From 7f337a2451c4df12af41527fdfb693ccace0dcbd Mon Sep 17 00:00:00 2001
From: Ulya Trofimovich <skvadrik@gmail.com>
Date: Fri, 3 Mar 2017 01:15:05 +0000
Subject: [PATCH] Delay expansion of counted repetition until NFA construction
 time.

This is necessary to avoid creating default tags for tags that
are duplicated by expansion of counted repetition. Default tags
should only be created if zero repetitions are acceptable; this case
is still expanded early.
---
 re2c/src/ir/nfa/estimate_size.cc | 15 ++++++----
 re2c/src/ir/nfa/re_to_nfa.cc     | 48 +++++++++++++++++++++++++-------
 re2c/src/ir/re/ast_to_re.cc      | 41 ++++-----------------------
 re2c/src/ir/re/default_tags.cc   |  5 +---
 re2c/src/ir/re/fixed_tags.cc     |  6 +---
 re2c/src/ir/re/nullable.cc       |  4 +--
 re2c/src/ir/re/re.h              | 29 ++++++++++---------
 re2c/src/ir/re/split_charset.cc  |  5 +---
 8 files changed, 71 insertions(+), 82 deletions(-)

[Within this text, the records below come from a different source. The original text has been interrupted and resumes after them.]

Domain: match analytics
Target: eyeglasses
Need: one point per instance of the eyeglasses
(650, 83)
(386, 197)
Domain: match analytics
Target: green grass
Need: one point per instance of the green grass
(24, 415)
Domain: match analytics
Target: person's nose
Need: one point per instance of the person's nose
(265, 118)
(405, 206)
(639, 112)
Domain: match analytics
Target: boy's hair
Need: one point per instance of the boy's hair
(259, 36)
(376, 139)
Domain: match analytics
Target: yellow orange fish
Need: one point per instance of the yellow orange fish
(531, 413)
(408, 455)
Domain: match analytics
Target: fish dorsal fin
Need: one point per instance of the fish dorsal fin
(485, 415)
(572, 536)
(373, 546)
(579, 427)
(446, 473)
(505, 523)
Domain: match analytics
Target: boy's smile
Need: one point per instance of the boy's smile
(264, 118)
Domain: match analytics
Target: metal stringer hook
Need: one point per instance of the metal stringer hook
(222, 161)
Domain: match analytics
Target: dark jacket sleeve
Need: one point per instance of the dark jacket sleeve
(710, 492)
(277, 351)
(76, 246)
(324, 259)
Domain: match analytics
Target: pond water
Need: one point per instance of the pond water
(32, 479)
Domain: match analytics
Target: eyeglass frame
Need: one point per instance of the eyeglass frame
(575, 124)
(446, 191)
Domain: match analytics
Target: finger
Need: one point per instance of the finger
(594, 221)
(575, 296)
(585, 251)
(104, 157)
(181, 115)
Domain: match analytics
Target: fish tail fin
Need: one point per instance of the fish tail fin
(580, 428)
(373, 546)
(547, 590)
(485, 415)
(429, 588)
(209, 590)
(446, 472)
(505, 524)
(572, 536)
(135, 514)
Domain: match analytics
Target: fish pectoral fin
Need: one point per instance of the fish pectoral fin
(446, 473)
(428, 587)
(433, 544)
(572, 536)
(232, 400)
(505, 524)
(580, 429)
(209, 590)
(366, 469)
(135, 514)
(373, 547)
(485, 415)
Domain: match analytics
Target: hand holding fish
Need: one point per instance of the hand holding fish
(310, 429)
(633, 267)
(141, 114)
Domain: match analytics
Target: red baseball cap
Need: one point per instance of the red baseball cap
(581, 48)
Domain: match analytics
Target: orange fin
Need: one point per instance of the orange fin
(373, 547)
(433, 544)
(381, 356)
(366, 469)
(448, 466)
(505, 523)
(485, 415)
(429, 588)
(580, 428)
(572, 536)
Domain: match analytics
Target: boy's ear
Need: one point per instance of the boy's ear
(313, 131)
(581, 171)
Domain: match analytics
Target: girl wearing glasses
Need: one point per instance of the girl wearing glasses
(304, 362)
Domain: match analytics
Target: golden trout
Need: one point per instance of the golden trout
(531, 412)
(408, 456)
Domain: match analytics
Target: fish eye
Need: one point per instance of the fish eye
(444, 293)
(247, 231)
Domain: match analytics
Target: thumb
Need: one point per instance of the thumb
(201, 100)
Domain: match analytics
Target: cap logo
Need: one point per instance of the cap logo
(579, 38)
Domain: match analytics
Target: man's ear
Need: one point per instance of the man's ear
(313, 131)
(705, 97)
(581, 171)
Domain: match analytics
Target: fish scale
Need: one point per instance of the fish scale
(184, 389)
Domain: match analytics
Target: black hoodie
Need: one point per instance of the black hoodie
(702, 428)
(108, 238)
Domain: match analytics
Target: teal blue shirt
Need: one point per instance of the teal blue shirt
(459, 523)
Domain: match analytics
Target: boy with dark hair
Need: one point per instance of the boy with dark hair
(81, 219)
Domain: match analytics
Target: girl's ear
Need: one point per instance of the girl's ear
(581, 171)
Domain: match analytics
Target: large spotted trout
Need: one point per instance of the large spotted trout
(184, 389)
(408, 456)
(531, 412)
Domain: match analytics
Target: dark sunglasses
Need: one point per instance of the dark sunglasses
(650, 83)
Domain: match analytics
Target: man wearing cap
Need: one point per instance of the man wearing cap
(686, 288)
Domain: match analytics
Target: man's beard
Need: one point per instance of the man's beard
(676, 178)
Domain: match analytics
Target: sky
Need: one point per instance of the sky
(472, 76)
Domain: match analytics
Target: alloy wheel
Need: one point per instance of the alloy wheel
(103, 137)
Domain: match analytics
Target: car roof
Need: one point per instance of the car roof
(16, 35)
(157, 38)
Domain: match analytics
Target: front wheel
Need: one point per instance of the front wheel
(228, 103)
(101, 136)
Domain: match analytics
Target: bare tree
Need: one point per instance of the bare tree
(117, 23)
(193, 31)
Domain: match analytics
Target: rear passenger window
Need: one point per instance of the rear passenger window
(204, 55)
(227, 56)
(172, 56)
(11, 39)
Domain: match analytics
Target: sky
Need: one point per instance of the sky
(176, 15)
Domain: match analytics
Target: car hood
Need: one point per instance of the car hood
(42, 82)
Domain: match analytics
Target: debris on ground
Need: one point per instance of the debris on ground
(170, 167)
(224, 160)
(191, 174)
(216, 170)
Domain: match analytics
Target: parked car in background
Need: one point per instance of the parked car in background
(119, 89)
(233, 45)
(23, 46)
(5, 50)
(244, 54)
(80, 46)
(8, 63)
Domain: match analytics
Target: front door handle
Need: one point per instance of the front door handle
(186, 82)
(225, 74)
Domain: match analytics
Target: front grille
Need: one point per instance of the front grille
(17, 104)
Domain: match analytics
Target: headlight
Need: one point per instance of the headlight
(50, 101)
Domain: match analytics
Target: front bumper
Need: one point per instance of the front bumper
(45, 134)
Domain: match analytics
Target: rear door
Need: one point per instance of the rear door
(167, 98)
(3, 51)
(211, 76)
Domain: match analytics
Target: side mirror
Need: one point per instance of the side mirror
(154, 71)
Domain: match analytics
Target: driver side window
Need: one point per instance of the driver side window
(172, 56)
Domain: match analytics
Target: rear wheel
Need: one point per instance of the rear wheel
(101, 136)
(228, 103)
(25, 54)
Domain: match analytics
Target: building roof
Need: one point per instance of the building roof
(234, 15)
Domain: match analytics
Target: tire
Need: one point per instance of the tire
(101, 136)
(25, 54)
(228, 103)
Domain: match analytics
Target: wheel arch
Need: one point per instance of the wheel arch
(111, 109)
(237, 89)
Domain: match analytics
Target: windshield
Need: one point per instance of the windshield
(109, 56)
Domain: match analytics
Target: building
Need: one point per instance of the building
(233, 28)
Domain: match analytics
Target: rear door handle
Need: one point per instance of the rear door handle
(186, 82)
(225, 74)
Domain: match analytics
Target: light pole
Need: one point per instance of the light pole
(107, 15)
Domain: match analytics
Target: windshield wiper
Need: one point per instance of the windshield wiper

diff --git a/re2c/src/ir/nfa/estimate_size.cc b/re2c/src/ir/nfa/estimate_size.cc
index 90c2d6b3..f7ed3000 100644
--- a/re2c/src/ir/nfa/estimate_size.cc
+++ b/re2c/src/ir/nfa/estimate_size.cc
@@ -16,12 +16,15 @@ static size_t estimate(const RE *re)
 		case RE::CAT:
 			return estimate(re->cat.re1)
 				+ estimate(re->cat.re2);
-		case RE::ITER:
-			return estimate(re->iter)
-				+ 1;
-		case RE::REPEAT:
-			return estimate(re->repeat.re) * (re->repeat.upto + 1)
-				+ re->repeat.upto;
+		case RE::ITER: {
+			const size_t
+				iter = estimate(re->iter.re),
+				min = re->iter.min,
+				max = re->iter.max;
+			return max == RegExp::MANY
+				? iter * min + 1
+				: iter * max + (max - min);
+		}
 	}
 }
 
diff --git a/re2c/src/ir/nfa/re_to_nfa.cc b/re2c/src/ir/nfa/re_to_nfa.cc
index 31e4c02f..8ed5b0dd 100644
--- a/re2c/src/ir/nfa/re_to_nfa.cc
+++ b/re2c/src/ir/nfa/re_to_nfa.cc
@@ -2,6 +2,26 @@
 
 namespace re2c {
 
+/*
+ * note [counted repetition and iteration expansion]
+ *
+ * It is more convenient to express zero-or-more iterations in terms of
+ * one-or-more iterations than vice versa, because the expansion 'r+ ::= r r*'
+ * duplicates 'r', while 'r* = r+ | <empty>' allows to avoid duplication.
+ *
+ * Sometimes duplcation is unavoidable, like 'r{n}' for 'n' > 1 and 'r{n,m}'
+ * for 'n' < 'm'. In such cases we duplicate 'r' together with all tags;
+ * this may cause multiple (non-bottom) occurences of the same tag in the NFA.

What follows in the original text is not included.